Cross-Domain Human Action Recognition from Multiview Motion and Textual Descriptions

Source: arXiv:2605.22697 · Published 2026-05-21 · By Yannick Porto, Renato Martins, Thomas Chalumeau, Cedric Demonceaux

TL;DR

This paper addresses a fundamental challenge in human action recognition (HAR): robust zero-shot recognition of actions under strong geometric domain shifts, such as differing camera viewpoints and body orientations, across diverse datasets. While prior Zero-Shot Action Recognition (ZSAR) methods mostly assume similar geometric conditions at training and testing, this work targets realistic cross-domain deployment where unseen actions and new viewpoints degrade performance. The authors propose an orientation-aware multi-view framework that leverages synthetic virtual camera projections of motion, combined with textual action descriptions enriched by body orientation information.
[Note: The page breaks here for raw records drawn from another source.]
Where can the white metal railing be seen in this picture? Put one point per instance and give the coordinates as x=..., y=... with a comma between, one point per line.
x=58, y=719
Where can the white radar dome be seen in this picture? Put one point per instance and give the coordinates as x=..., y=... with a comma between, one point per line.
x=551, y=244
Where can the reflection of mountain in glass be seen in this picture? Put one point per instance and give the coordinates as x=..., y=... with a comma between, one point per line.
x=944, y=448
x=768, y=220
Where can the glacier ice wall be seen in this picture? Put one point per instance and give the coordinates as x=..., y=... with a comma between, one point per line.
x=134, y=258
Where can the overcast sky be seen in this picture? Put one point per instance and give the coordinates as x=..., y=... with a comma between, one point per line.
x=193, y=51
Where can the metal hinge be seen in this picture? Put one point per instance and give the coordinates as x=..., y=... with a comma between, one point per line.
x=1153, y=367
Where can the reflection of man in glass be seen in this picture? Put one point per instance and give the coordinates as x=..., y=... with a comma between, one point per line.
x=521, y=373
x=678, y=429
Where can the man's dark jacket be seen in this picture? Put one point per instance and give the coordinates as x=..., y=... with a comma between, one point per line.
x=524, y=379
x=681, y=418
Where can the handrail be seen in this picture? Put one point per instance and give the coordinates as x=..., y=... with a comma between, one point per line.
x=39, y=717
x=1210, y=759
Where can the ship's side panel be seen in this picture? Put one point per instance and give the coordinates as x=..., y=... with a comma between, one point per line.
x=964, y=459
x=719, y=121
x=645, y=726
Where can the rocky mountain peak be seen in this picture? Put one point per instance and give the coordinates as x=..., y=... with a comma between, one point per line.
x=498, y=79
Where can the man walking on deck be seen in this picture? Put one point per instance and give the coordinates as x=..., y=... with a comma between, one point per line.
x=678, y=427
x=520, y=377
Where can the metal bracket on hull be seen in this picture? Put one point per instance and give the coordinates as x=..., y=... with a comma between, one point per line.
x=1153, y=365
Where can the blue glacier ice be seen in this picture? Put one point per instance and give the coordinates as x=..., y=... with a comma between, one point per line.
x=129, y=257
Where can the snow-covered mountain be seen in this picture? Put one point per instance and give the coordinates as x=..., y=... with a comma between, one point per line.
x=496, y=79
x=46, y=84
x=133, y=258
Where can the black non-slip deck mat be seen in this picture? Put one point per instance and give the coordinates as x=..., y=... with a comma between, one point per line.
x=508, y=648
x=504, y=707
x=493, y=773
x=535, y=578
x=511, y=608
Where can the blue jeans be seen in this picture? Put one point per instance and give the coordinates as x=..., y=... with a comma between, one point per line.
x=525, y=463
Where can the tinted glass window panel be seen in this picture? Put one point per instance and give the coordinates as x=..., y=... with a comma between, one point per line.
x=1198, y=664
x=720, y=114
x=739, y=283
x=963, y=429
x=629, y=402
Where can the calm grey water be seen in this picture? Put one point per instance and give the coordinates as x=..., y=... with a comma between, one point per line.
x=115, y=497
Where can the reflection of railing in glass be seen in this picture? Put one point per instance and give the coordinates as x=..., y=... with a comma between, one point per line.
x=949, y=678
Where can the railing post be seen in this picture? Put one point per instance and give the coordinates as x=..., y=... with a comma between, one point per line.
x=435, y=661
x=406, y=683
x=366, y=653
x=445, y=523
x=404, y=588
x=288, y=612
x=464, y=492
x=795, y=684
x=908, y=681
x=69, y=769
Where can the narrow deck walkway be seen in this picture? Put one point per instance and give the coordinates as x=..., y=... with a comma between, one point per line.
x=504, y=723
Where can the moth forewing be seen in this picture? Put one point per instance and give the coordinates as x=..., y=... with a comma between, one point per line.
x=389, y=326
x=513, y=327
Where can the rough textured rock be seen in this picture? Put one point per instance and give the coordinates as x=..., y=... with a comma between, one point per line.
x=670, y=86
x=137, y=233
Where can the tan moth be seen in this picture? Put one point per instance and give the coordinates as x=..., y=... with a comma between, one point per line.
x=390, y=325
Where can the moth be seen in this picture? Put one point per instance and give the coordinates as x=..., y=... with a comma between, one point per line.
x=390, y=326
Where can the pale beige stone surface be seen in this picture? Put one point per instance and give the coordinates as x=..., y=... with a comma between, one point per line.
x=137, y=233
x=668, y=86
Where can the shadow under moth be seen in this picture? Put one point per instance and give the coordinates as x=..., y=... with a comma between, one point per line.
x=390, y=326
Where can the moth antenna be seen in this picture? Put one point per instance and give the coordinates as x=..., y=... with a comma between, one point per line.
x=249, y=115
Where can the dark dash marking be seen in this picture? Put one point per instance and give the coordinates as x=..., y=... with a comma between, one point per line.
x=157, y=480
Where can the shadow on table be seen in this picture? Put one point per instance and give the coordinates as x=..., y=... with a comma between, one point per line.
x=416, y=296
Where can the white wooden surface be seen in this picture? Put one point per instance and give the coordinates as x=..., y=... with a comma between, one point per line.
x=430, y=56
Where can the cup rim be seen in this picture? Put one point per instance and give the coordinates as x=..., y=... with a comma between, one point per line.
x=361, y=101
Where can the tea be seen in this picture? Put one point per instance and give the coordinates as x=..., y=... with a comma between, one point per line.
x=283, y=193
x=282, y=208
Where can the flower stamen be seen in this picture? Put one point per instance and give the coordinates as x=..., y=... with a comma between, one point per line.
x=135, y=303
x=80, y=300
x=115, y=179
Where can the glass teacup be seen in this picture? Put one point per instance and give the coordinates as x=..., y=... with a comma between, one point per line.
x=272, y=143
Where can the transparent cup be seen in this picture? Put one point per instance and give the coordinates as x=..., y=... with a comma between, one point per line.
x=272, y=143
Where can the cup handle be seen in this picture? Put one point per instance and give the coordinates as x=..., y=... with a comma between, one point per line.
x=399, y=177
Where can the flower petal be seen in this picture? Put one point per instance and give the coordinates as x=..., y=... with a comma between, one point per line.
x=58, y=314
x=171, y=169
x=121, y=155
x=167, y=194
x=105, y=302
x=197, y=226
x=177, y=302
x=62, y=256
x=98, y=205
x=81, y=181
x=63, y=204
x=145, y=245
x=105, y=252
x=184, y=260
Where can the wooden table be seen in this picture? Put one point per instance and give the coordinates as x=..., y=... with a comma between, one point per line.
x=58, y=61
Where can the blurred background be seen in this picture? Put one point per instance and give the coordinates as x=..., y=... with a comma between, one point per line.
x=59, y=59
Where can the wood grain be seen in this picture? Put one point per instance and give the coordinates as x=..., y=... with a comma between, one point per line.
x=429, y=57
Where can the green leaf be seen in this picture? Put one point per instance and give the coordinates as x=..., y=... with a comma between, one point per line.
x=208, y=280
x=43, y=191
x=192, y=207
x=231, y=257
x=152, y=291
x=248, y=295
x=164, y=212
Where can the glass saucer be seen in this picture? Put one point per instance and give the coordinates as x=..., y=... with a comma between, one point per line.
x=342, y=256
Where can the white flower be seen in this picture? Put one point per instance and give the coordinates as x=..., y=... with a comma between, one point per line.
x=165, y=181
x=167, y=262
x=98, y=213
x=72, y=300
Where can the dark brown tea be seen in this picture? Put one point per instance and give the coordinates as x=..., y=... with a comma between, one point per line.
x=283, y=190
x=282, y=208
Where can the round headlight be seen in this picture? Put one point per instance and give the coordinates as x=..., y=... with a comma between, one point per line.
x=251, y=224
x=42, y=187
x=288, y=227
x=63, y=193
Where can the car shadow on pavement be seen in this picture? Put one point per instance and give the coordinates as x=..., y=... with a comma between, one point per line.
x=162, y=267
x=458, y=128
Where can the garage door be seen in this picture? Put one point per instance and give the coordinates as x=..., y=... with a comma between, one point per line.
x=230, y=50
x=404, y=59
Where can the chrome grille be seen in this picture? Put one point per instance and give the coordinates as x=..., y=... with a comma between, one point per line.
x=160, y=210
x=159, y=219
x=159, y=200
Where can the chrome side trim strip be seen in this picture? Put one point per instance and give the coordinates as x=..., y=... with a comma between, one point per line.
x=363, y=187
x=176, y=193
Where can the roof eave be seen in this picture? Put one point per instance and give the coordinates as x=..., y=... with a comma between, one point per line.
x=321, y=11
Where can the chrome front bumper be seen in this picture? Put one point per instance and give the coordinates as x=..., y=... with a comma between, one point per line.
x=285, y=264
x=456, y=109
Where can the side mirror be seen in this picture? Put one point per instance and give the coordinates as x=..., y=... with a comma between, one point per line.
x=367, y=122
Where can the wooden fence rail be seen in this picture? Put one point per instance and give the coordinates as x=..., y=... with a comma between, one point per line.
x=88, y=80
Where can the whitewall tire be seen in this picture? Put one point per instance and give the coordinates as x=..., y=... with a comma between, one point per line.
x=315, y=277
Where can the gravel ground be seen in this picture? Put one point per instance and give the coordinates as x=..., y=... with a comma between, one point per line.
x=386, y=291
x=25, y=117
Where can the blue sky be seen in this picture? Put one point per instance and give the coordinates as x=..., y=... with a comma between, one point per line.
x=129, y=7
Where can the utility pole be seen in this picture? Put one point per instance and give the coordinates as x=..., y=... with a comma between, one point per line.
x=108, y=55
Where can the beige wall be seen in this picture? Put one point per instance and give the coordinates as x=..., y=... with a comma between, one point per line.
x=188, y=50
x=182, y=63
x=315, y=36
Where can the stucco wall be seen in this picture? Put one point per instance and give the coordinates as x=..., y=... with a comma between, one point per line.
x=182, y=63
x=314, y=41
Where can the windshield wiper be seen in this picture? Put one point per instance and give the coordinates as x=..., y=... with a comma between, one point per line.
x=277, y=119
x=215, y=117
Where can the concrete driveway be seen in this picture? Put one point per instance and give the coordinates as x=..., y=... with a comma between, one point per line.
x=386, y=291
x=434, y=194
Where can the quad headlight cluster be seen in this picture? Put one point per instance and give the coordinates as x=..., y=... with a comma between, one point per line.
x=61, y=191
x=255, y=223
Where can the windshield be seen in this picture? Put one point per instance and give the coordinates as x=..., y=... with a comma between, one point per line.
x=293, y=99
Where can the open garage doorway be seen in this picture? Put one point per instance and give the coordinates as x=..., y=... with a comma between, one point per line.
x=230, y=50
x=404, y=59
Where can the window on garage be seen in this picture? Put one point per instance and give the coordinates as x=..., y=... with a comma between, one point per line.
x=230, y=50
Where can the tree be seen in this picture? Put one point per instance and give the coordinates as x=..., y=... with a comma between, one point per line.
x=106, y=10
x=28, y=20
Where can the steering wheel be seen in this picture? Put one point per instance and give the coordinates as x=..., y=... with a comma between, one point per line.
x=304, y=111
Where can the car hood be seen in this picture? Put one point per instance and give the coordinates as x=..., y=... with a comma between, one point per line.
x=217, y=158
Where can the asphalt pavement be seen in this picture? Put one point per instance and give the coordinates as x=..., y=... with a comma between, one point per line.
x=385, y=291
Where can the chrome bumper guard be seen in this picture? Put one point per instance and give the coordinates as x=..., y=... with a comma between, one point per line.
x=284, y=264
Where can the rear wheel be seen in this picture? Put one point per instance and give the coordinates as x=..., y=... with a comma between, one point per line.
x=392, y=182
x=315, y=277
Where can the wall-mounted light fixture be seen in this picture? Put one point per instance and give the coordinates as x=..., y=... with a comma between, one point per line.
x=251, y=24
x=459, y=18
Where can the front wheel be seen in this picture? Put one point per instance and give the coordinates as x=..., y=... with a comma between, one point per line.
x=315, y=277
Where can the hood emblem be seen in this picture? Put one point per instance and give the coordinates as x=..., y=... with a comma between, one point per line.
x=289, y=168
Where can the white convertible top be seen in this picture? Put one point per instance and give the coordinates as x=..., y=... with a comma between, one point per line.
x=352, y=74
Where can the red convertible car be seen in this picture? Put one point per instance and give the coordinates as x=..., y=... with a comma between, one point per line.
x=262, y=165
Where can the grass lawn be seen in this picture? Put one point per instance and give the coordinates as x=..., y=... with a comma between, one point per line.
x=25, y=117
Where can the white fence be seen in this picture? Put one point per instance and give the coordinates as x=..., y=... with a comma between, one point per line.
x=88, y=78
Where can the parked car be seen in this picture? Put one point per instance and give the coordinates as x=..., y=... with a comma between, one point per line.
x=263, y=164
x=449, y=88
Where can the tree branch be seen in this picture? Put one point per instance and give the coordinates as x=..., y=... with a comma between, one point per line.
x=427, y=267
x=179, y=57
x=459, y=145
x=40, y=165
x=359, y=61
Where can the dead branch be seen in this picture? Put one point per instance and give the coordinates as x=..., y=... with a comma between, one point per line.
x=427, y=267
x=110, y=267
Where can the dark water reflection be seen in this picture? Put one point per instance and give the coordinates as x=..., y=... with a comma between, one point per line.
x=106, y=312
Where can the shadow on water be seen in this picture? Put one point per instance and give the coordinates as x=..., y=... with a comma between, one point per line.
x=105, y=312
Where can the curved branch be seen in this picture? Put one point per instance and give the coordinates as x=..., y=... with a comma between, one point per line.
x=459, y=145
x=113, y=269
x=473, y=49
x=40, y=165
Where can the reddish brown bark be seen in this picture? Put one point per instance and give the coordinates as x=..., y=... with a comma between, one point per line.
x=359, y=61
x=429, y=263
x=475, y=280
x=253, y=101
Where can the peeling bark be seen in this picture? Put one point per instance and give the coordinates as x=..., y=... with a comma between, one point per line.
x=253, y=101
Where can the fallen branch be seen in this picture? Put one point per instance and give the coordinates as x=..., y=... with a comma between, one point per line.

A novel dual-branch attention-based network encodes motion sequences conditioned on orientation angles and aligns them with orientation-aware textual prompts using a contrastive loss during training. The approach only requires multi-view and textual data at training, supporting both multi-view and single-view inference. Experiments across five benchmarks—including NTU-RGB+D, NW-UCLA, BABEL, and two surveillance datasets—show consistent and significant gains over recent state-of-the-art zero-shot methods, improving cross-domain generalization and seen-class recognition. The learned representations also yield robust transfer learning performance. Code and models are publicly released. Overall, the paper demonstrates that explicitly modeling viewpoint and orientation cues in both motion encoding and text alignment substantially narrows the domain gap that limits zero-shot generalization in HAR.

Key findings

Orientation-aware multi-view pretraining on BABEL yields +3.46% and +14.62% top-1 accuracy improvements over prior zero-shot state-of-the-art ViA on NTU-RGB+D and NW-UCLA datasets (Tab. 1).
Zero-shot cross-domain (ZSCD) accuracy more than doubles compared to ViA, e.g., 26.17% vs 9.06% on NTU-60 and 56.12% vs 38.72% on NW-UCLA (Tab. 2).
Multi-view pretraining outperforms larger datasets without multi-view, e.g., BABEL MV (44k samples) beats Posetics SV (142k samples) on cross-subject and cross-view splits (Tab. 3).
Same-domain classification on BABEL-60 improves top-1 accuracy by +5.6% and top-5 by +7.2% over best prior methods (Tab. 4).
Ablation shows that multi-view projection training adds +4.6% top-1 accuracy alone; orientation-aware network adds further +1.0-1.3% gains (Tab. 5).
Orientation-aware text prompts generated by GPT-3.5 improve motion-text embedding alignment and ZSCD accuracy with CLIP compared to simple class label texts (Fig. 3).
Model supports multi-view inference by averaging probabilities, further improving accuracy over single-view inference.
The approach can handle both seen and unseen actions across domains without fine-tuning on target domains.

Threat model

n/a — The paper focuses on robust human action recognition under domain and viewpoint shifts, rather than security threats or adversarial attackers. The assumed challenge is domain gap and unseen actions without access to target domain labels at test time.

Methodology — deep read

Threat model and assumptions: The adversary is not explicitly modeled as a security threat; instead, the scenario assumes unseen action classes and significant geometric domain shifts at test time, with no annotated data available for new domains. The model assumes access to multi-view motion sequences and text descriptions during training, but only single or multi-view motion without text at inference.
Data: Training uses 3D motion sequences from the BABEL dataset (44k samples) with SMPL body parameters. Virtual 2D views are rendered by projecting 3D skeleton joints into 12 uniformly spaced yaw angles mimicking multi-view camera settings, simulating occlusions by checking line-of-sight limb visibility. Text action descriptions are generated for each orientation using GPT-3.5 prompted templates to produce viewpoint-specific semantic descriptions. Test sets include NTU-RGB+D, NW-UCLA, RHM-HAR, and MCAD datasets, covering both lab-recorded and in-the-wild surveillance data. Data splits separate seen/unseen classes.
Architecture: The core model consists of:

A projection component that generates multi-view 2D skeleton sequences from a single 3D motion sequence at training.
An orientation-aware network utilizing a dual-branch multi-head cross-attention architecture. One branch conditions motion features on orientation queries, and the other conditions motion queries on orientation features. Orientation angles are encoded as high-dimensional positional encodings (L=192) derived from sine and cosine functions across multiple frequencies.
The motion encoder is a ProtoGCN spatio-temporal graph convolutional network extracting features from 2D skeletons.
Textual action descriptions enriched with orientation cues are encoded with CLIP text encoder. Descriptions are generated via LLM prompting.
A joint embedding space aligns motion and text features.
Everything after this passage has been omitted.